An unvarnished, disconcerting, rags-to-riches story of triumph, Hillbilly Elegy is a true account based on the life of JD Vance, who is Donald Trump’s vice-presidential candidate in the 2024 United States presidential election.
It is also an on-screen adaptation of the 2016 biography Hillbilly Elegy: A Memoir of a Family and Culture in Crisis by the American politician, author and Marine veteran who has served as the junior US senator from Ohio since 2023.
The film shows the impact of the American Dream on three generations of an Appalachian family. The Vance clan hails from a small mountain town in northern Kentucky. The narrative is of a boy “making it” despite a rough upbringing. His mother and grandfather struggled with drug and alcohol addiction.
It explores his childhood – also his sister, Lindsay (Haley Bennett, The Equalizer, The Magnificent Seven, Cyrano) – being raised by their drug-addicted mother and their grandparents. It’s a gut-wrenching, emotional portrait of growing up in, and eventually getting out of, a poor rural community “riddled by drug addiction and instability”.
James David Vance, who answers to the sobriquet J.D. or JD, has to be commended for his perseverance, willpower, a commitment that pushed him to excel. Vance’s account confirms that a family’s stability is essential to upward mobility, and that family ties bind. It validates the fact that you can’t help those who won’t save themselves.
The film version is not remarkable, but being serious and straightforward, the inclination for a connection is apparent, particularly for those families who have dealt with financial deprivation, addiction, later recovery, domestic abuse and other problems highlighted in this story.
Often disjointedly jumping between 1997 and 2011, Hillbilly Elegy is a tale of victory – the story of an intelligent, impressionable, often creative person who grew up in hardship and dissonance, amid generations doomed to repeat destructive cycles of behaviour and never leave the place that formed them.
The actors who portray the characters on screen are an uncanny reflection of the real-life people they play in the Ron Howard-directed 2020 Netflix film that begins by introducing us to JD (played by Owen Asztalos), a young boy who is wise beyond his years.
This follows his atypical childhood, which involved being raised by a single mum, ”Bev” (Amy Adams, American Hustle, Junebug, Enchanted), who struggles with drug dependence. Although she didn’t set the best example, JD coaches his mother through separations and angry verbal outbursts.
Glenn Close (Fatal Attraction, Dangerous Liaisons, The Big Chill) plays the matriarch, Bonnie Vance, JD’s no-nonsense maternal grandmother, who goes by ‘’Mamaw’’. Close is almost unrecognisable in her depiction.
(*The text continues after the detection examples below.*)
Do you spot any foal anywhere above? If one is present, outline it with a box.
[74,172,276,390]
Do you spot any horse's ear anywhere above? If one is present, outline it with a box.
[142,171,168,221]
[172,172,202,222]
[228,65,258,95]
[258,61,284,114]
The Ohio senator was primarily raised by his grandparents, including Bonnie’s husband, James (Bo Hopkins as ‘’Papaw”’ Vance).
To better portray her character when filming, like Close, Adams also met the real-life Beverly as it was crucial to talk with the real JD. Amy says: “No matter how fierce she could be, they sensed that, underneath, she was a damaged person herself, but she had this great energy about her in a non-compromising way.”
Gabriel Basso (The Night Agent, Super 8, The Kings of Summer) portrays the adult JD, who is an expressive, honourable, reasonable kid from a dead-end town who attends Yale and finds love with an Indian-origin litigator named Usha Chilukuri (Freida Pinto, Slumdog Millionaire, Trishna, Love Sonia).
Even as life accomplishments accrue, JD remains constrained by the culture in which he has grown up, including ‘‘working-class-to-poor white, mired in unemployment and at risk of addiction’’. However, things come to a head and action needs to be taken to deal with it. The day before an interview for a summer law clerk job that could fund his next semester, JD is called home to deal with a situation that has resulted in his mother (who has been in and out of rehab for addiction for years) having just survived a heroin overdose.
Oscar-winning director Ron Howard (A Beautiful Mind, Cocoon, Apollo 13) takes a subdued approach with the film, showing little interest in making “sweeping statements about the historical roots of white, working-class, Republican Rust Belt grievances against so-called ‘Blue America’”.
Rightly described as a narrative of personal achievement in the face of great hardship, this movie is designed to end with an uplifting elegy – not an emotional lament, expressing sorrow or mourning. It’s a vindication of one’s convictions to conquer adversity. It’s about measuring success not so much by the position that one has reached in life, but by the obstacles overcome to get to the top.
Hillbilly Elegy, directed by Ron Howard, is streaming on Netflix.